Can machines come up with plausible sounds effects for video? Recently, MIT's artificial intelligence (CSAIL) lab created a sort of Turing test that fooled folks into thinking that machine-created letters were written by humans. Using the same principal, the researchers created algorithms that act just like Hollywood "Foley artists," adding sound to silent video. In a psychological test, it fooled subjects into believing that the computer-generated banging, scratching and rustling was recorded live.
Researchers used a drumstick (chosen for consistency and because it doesn't obscure the video) to hit various objects, including railings, bushes and metal gratings. The algorithm was fed 978 videos with 46,620 actions, helping it recognize patterns in the audiovisual signal. "Training a model to synthesize plausible impact sounds from silent videos, [is] a task that requires implicit knowledge of material properties and physical interactions," according to the paper.
The AI uses deep learning to figure out how sounds relate to video, meaning it finds the patterns on its own without intervention from scientists.

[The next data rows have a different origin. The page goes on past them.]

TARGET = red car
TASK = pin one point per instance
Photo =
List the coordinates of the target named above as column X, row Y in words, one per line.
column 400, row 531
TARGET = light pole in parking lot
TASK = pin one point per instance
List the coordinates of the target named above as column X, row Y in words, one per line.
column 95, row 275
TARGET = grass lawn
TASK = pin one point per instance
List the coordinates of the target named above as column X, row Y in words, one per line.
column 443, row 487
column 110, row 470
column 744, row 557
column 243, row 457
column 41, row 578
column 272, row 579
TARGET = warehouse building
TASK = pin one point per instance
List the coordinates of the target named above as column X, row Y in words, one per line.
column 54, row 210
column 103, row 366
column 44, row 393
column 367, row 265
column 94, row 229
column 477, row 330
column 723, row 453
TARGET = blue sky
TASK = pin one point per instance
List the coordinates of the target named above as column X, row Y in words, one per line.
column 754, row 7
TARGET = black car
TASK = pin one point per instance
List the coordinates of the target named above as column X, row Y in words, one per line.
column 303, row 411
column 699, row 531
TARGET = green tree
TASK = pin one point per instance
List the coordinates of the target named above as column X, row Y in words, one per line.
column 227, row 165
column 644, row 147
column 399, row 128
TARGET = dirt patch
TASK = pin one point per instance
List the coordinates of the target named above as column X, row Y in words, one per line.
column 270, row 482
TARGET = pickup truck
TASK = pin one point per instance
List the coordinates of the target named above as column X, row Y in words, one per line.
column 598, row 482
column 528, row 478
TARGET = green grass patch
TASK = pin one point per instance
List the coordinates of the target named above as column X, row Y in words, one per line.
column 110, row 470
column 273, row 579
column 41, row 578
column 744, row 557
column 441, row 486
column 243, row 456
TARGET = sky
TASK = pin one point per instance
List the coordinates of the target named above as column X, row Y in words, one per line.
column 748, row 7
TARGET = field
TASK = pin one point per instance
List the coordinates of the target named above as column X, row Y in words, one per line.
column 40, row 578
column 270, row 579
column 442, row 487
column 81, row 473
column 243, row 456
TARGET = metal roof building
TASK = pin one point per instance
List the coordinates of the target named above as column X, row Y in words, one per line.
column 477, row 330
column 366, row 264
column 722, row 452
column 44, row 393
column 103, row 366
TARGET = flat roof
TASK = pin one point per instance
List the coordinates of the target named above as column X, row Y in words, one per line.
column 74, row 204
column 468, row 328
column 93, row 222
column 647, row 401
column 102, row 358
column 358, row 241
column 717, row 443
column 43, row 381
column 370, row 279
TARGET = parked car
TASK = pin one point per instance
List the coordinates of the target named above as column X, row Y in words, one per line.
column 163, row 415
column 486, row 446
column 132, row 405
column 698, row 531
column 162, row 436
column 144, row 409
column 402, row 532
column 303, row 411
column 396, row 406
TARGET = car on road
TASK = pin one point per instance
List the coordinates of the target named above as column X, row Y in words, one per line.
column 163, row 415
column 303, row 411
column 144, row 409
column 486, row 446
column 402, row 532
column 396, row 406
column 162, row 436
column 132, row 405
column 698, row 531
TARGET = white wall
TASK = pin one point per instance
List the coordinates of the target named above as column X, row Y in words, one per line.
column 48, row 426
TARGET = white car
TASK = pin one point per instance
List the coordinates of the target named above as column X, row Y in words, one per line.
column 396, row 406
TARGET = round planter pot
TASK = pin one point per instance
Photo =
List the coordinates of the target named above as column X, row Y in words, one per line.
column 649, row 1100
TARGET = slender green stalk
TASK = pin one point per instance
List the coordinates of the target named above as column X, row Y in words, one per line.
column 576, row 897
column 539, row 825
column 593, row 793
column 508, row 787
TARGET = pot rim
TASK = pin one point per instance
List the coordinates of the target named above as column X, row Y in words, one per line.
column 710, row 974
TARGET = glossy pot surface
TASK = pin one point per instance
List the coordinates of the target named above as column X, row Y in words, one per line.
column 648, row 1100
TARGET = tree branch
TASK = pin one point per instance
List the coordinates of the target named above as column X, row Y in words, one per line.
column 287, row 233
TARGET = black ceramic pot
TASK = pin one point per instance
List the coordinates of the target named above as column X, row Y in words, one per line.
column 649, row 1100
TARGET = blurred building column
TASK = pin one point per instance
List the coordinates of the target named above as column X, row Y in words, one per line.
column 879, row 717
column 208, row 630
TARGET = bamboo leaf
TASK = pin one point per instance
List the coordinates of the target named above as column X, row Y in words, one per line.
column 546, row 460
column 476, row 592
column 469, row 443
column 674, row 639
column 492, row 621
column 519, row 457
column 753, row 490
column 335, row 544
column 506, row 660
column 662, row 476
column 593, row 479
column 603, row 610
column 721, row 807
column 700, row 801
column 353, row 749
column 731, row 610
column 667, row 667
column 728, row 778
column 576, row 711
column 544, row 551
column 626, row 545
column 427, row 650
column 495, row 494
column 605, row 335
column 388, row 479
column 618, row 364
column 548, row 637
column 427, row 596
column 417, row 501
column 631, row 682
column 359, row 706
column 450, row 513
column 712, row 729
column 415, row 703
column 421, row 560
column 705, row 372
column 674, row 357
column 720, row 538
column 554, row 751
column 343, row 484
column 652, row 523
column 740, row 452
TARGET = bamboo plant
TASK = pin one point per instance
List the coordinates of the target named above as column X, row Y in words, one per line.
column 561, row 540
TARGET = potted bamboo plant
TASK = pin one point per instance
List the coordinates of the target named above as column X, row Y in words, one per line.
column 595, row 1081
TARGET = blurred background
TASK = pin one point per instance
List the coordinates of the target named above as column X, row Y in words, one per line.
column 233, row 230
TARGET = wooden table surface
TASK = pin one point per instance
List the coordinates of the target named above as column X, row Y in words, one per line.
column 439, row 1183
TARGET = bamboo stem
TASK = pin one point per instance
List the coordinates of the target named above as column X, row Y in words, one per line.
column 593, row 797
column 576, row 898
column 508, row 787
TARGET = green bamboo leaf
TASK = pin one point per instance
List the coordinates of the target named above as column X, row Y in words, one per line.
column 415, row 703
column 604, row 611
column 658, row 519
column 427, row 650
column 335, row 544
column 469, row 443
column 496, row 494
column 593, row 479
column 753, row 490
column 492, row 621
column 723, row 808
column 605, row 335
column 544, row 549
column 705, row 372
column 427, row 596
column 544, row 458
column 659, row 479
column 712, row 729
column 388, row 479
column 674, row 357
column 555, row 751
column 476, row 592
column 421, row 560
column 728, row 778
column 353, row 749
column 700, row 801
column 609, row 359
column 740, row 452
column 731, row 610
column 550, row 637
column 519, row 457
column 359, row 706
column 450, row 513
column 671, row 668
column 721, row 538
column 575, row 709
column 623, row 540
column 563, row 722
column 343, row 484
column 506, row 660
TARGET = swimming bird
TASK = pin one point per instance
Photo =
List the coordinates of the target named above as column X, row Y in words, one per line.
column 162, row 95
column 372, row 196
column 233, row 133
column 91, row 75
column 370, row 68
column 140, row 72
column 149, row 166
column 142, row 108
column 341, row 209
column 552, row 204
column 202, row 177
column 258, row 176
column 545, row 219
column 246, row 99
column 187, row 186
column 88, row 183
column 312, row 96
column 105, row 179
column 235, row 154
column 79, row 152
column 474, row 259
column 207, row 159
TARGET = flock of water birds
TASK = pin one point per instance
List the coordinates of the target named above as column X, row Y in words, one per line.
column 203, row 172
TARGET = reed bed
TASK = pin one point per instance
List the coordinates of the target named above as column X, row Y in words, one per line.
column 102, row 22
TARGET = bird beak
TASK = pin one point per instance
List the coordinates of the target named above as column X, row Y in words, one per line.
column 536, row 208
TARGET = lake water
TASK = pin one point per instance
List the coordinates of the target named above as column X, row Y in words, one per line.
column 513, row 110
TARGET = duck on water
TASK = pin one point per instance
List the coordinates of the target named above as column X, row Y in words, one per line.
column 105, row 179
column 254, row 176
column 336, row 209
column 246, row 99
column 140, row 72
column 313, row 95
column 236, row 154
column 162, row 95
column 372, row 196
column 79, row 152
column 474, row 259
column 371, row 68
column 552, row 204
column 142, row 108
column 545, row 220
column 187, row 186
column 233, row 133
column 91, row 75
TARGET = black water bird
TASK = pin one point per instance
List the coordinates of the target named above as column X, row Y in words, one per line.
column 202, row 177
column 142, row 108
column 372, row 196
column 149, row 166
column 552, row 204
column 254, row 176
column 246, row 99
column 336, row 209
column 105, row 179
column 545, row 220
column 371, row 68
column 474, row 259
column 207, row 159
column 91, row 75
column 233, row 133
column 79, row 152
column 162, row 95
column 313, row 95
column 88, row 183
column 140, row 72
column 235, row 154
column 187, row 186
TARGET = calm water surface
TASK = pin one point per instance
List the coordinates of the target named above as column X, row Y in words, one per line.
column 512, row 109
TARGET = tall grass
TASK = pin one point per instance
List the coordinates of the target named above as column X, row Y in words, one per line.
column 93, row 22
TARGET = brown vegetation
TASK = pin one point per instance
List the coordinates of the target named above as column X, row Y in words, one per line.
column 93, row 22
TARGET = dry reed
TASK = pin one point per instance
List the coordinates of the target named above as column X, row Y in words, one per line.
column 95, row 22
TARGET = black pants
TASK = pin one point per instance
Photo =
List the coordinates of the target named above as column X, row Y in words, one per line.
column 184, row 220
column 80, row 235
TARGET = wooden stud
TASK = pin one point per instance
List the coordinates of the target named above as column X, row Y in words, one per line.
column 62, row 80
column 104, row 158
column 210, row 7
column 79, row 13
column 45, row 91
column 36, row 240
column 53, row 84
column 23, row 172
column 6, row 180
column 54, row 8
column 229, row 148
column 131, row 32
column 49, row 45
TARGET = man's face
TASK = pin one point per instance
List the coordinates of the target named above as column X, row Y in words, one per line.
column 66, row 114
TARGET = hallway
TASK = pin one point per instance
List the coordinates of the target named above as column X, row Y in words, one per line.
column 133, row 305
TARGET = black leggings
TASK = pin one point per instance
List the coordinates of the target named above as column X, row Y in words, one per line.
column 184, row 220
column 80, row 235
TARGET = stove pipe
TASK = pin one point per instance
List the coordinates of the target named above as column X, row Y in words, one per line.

Then, when it's shown a new, silent video, "the algorithm looks at the properties of each frame of that video, and matches them to the most similar sounds in the database," says lead author Andrew Owens. As shown in the video (above), it can simulate the differences between someone tapping rocks, leaves or a couch cushion.
In an online study, subjects were more than twice as likely to pick the AI version over the live one as the "real" sound, particularly for non-solid materials like leaves and dirt. In addition, the algorithm can reveal details about an object from its sound: 67 percent of the time, it could tell whether a material was hard or soft.
The AI isn't perfect -- it can get faked out by a near-hit, and can't pick up sounds not related to a visual action, like a buzzing computer. However, they believe the work could eventually help robots figure out whether a surface is cement-solid or has some give, like grass. Knowing that, they could predict how to step and avoid a (hilarious) accident. If the team can enlarge its database of sounds, the machines could eventually do a Foley artist's job -- with no need for coconuts.